Solving Chat Message Loss in Multi-Instance Environment
Problem Discovery
For the Kakao Tech Campus final project, I implemented team chat with WebSocket. Worked fine locally.
Then I deployed to AWS ECS, and once auto-scaling kicked in with 2+ instances, things got weird:
- Messages from User A weren’t reaching User B
- Some messages made it, some didn’t
Root Cause Analysis
WebSocket connections are bound to a specific instance.
1
2
Client A → Connected to Instance 1
Client B → Connected to Instance 2
When Client A sends a message, it’s processed by Instance 1—but Client B is on Instance 2. Instance 1 has no idea where Client B is.
Choosing a Solution
I needed to sync messages across instances. I looked at a few options:
| Method | Pros | Cons |
|---|---|---|
| DB Polling | Easy to implement | Poor real-time, DB load |
| Kafka | Message persistence | Overkill for this scale |
| Redis Pub/Sub | Real-time, simple | No message persistence |
Since chat messages were also being stored in the DB, Pub/Sub’s lack of persistence wasn’t an issue. I went with Redis Pub/Sub.
Writing an ADR
To share this decision with the team, I wrote an ADR (Architecture Decision Record).
Key Decisions:
- Each ECS instance subscribes to a Redis channel
- Messages are published to the channel when they occur
- Redis delivers messages to all subscribed instances in real-time
- Sessions are managed per-instance; Redis is just the Pub/Sub broker
Risks:
- If Redis goes down, message delivery stops—chat goes down entirely
- If traffic spikes, Redis Pub/Sub could bottleneck
Verification: Load Testing with JMeter
Implementation alone wasn’t enough—I needed to verify that messages weren’t lost during actual auto-scaling.
On ALB + Fargate + ECS, I simulated 100 concurrent chat users with JMeter.

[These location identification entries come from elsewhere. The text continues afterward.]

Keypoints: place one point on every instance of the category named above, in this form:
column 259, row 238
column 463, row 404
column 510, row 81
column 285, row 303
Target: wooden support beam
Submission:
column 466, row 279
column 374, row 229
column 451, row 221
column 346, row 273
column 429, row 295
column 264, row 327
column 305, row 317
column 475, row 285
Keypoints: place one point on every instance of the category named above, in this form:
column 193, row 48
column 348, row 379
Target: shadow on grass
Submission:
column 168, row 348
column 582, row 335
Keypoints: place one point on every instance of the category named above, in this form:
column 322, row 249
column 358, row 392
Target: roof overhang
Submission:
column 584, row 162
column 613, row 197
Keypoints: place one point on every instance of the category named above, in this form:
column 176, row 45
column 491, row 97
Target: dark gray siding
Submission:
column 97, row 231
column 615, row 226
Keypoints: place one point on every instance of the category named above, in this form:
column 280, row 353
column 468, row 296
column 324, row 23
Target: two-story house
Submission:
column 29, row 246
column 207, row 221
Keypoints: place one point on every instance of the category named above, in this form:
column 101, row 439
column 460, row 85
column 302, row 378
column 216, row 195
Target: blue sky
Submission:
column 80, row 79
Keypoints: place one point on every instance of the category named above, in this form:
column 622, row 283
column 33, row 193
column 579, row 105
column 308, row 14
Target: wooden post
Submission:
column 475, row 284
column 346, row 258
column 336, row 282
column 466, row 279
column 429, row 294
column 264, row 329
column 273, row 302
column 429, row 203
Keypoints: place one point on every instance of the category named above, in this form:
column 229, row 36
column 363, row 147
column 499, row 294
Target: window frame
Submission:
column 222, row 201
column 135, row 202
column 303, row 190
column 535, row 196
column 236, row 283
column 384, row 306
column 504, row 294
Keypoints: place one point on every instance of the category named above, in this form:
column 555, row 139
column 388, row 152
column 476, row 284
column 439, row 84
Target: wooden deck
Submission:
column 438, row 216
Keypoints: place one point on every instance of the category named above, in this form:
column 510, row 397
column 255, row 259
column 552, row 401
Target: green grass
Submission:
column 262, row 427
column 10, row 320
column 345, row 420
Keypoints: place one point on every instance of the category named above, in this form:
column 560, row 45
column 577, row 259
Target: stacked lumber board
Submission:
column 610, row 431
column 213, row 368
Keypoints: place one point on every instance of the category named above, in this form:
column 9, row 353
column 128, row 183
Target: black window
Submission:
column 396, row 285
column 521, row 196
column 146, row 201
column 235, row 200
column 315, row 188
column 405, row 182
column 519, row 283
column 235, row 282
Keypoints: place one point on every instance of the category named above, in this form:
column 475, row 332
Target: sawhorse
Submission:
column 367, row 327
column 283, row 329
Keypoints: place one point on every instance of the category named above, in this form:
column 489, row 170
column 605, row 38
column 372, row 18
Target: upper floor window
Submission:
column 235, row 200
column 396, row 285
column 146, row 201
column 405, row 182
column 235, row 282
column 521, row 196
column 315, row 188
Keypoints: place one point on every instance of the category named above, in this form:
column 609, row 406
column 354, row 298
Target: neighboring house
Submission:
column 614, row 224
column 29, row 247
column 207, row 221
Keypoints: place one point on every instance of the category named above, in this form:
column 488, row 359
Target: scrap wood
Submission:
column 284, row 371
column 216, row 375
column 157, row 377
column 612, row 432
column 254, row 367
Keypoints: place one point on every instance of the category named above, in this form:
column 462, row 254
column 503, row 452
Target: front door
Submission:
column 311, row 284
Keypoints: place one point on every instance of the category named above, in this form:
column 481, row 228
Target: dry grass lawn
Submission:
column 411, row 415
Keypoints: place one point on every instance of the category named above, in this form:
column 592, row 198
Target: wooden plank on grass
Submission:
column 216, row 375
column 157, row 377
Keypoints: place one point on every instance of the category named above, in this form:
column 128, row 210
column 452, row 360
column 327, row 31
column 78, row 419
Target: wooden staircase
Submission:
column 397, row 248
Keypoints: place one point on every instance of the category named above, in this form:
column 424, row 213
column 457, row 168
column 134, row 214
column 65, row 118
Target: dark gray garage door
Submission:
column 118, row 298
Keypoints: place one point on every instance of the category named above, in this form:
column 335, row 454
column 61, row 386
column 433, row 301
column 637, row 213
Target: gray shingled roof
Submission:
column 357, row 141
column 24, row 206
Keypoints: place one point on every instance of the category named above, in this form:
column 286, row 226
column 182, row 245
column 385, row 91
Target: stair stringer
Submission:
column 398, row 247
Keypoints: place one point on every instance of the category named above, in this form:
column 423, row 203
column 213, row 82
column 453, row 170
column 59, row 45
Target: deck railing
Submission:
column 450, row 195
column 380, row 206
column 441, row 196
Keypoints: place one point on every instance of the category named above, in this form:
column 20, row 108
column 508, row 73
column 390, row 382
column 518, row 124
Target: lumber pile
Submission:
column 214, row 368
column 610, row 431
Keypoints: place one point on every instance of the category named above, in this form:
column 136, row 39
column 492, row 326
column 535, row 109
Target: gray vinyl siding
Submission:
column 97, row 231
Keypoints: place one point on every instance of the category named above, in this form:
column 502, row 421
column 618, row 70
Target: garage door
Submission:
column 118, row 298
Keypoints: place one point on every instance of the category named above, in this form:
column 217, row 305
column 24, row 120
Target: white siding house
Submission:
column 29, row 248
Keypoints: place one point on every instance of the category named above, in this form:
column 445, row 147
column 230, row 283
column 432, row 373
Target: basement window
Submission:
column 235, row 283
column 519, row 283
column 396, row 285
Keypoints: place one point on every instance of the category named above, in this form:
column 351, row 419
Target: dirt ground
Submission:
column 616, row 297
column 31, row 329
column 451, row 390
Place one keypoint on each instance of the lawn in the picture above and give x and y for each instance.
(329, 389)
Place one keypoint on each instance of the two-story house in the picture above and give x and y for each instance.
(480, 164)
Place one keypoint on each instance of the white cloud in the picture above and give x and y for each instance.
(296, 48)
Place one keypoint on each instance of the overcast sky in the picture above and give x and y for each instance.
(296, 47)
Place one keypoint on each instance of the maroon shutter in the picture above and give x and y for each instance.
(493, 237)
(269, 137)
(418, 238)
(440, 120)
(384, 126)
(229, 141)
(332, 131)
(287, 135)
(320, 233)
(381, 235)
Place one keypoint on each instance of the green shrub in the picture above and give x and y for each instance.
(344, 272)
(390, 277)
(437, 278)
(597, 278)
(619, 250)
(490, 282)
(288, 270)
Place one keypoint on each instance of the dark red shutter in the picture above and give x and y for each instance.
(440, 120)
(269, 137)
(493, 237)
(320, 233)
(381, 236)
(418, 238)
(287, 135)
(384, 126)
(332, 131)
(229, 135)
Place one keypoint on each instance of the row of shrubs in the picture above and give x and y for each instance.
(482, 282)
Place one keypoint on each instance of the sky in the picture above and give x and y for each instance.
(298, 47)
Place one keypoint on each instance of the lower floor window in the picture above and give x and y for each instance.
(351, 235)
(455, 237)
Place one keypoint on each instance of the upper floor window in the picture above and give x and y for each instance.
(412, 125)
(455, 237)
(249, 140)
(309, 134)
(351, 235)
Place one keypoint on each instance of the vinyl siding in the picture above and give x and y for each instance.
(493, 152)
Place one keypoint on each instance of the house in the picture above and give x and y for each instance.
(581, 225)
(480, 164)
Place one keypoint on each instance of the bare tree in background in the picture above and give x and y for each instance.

- Normal state: 100% message consistency with 2 instances
- Scale out: Traffic spike → scaled to 3 instances → new instance received messages correctly
- Scale in: Traffic drop → reduced instances → remaining instances worked fine
Lessons Learned
- Code that works on a single instance isn’t guaranteed to work in a distributed environment
- “It works” and “it works reliably” are different—verify under load
- Architecture decisions need justification—document it with ADR so you can explain later
From Kakao Tech Campus 3rd cohort final project (student schedule management service).